Kurzum: Die Diskussionen bezüglich eines Boykott sind sinnlos, weil es aus ethischer Sicht - und dies ist die Grundlage aller Boykottsdiskussionen -, die Austragung einer internationalen Sportveranstaltung in China nie hätte geben dürfen. Deshalb ist alles Boykott-Geschwafel blinder Aktionismus, welches so schnell verschwinden wird, wie es im politischen Alltagsgeschehen auftauchte. Auch hier zeigt sich erneut: Fundamentale Kritik hätte die Ereignisse in Tibet vorweggenommen, hätte schon vorher vom Boykott gesprochen. Pragmatischer Aktionismus, der kein Fundament kennt, der nur das Jetzt und den Nutzen einer Tat sehen will, ist unglaubwürdig, nutzlos und im höchsten Maße nihilierend.

5 Kommentare:

Marcel 26. März 2008 um 23:32  

Moralischer Aktionismus ist in erster Linie eines: Die nicht demokratisch legitimierte Terrorherrschaft der Mönche und die Gewalttätigen und vor allem sinnlosen Übergriffe der Tibeter auf unschuldige Chinesische Zivilisten zu verschweigen.

Siehe dazu auch die junge Welt vom 26. und 27. März.

Marcel 26. März 2008 um 23:34  

Siehe dazu junge Welt vom 26. und 27. März.

Marcel 26. März 2008 um 23:35  

Achso, zensur von Kommentaren.. na klasse.

Roberto J. De Lapuente 27. März 2008 um 09:29  

Die Terrorherrschaft der Lamas ist keine Neuigkeit hierzulande. Einzig die spirituell angehauchten Telemedialzuseher oder andere Esoterik-Faschisten glauben an die Reinheit Tibets. Oder Franz-Josef Wagner, der in einem seiner schleimigen BILD-Zeitungs-Brieflein darüber sinnierte, dass kein Tibeter einer Fliege etwas antun würde. Dieses Denken herrscht also tatsächlich vor.

Ich habe ausdrücklich nichts über die Sachlage Tibets geschrieben, weil man diese Form eines sich dann manifestierenden Klerikaltotalitarismus nicht als Ziel für die tibetanische Bevölkerung erblicken kann. Und dennoch bleibt den Tibetern das Recht, die chinesischen Mißstände beim Namen zu nennen. Geschieht dies mit Gewalt, dann wohnt dies der Logik allgemeiner Unterdrückung inne, ist aber natürlich zu unterbinden.

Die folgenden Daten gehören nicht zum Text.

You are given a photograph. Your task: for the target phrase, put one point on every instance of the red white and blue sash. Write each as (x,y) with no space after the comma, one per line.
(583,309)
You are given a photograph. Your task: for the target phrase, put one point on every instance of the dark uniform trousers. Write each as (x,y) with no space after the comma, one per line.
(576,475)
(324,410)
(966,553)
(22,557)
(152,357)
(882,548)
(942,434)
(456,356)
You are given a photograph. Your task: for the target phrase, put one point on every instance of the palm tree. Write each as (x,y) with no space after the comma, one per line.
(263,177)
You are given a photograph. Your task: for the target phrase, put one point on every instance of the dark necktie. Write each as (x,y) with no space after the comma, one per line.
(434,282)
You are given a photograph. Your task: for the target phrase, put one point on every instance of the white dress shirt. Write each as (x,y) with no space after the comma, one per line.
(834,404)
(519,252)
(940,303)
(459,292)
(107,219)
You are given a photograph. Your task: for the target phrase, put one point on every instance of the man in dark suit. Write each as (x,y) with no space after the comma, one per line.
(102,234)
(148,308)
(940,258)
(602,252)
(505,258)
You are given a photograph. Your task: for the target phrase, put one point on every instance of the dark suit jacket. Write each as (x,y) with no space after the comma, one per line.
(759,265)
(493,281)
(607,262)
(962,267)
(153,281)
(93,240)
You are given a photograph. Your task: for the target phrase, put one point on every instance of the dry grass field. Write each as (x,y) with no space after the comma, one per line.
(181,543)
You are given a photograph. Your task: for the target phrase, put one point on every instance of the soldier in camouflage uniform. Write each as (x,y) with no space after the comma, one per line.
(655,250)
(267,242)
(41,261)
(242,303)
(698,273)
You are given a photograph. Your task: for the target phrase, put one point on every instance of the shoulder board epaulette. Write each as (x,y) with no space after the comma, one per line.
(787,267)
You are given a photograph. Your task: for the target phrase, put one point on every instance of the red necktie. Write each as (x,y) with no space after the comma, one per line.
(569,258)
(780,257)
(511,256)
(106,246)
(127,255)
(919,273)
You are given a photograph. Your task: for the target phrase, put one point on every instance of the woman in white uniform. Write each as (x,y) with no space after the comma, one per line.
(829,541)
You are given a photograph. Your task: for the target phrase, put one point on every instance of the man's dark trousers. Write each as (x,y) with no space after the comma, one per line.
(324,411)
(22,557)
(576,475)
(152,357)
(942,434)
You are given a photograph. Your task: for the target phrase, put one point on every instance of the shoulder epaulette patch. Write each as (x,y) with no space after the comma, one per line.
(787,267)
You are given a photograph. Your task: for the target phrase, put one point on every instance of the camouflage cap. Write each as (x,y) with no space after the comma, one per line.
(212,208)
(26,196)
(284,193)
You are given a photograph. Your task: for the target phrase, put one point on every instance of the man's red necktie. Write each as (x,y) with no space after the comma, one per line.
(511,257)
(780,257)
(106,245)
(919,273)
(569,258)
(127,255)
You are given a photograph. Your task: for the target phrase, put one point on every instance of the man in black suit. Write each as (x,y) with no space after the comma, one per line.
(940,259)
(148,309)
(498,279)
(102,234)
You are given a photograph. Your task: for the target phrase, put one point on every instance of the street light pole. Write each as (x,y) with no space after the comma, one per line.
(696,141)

Wenn China glaubt, es müsse als Staatsmacht Gewalt mit Gegengewalt beantworten, anstatt sich friedlich und wohlwollend zu verhalten, befriedend zu wirken, dann disqualifiziert es sich selbst. Dass es der chinesischen Regierung nicht um Edelmut bestimmt ist, erklärt sich aus den Tatsachen, die einem täglich dort befallen, wenn man nicht auf Parteilinie ist, wenn man Individualist ist, wenn man für ein geringes Vergehen mit der Todesstrafe gesegnet wird.

Mag also sein, dass sich viele Tibeter wie Schweine benehmen, was aber durchaus daran liegt, dass sich die chinesische Administration tagtäglich wie eine Schweinebande aufführt.

Die verächtlichen Aussagen zur Zensur lasse ich hier stehen. Freischaltung ist keine Zensur und da ich bis dato noch keinen Kommentar zensiert habe, werde ich auch Marcels Verächtlichkeit nicht zensieren.

Marcel 27. März 2008 um 19:20  

Freischaltung ist in gewisser Weise eine nicht transparente Form und KANN durchaus Zensur bedeuten.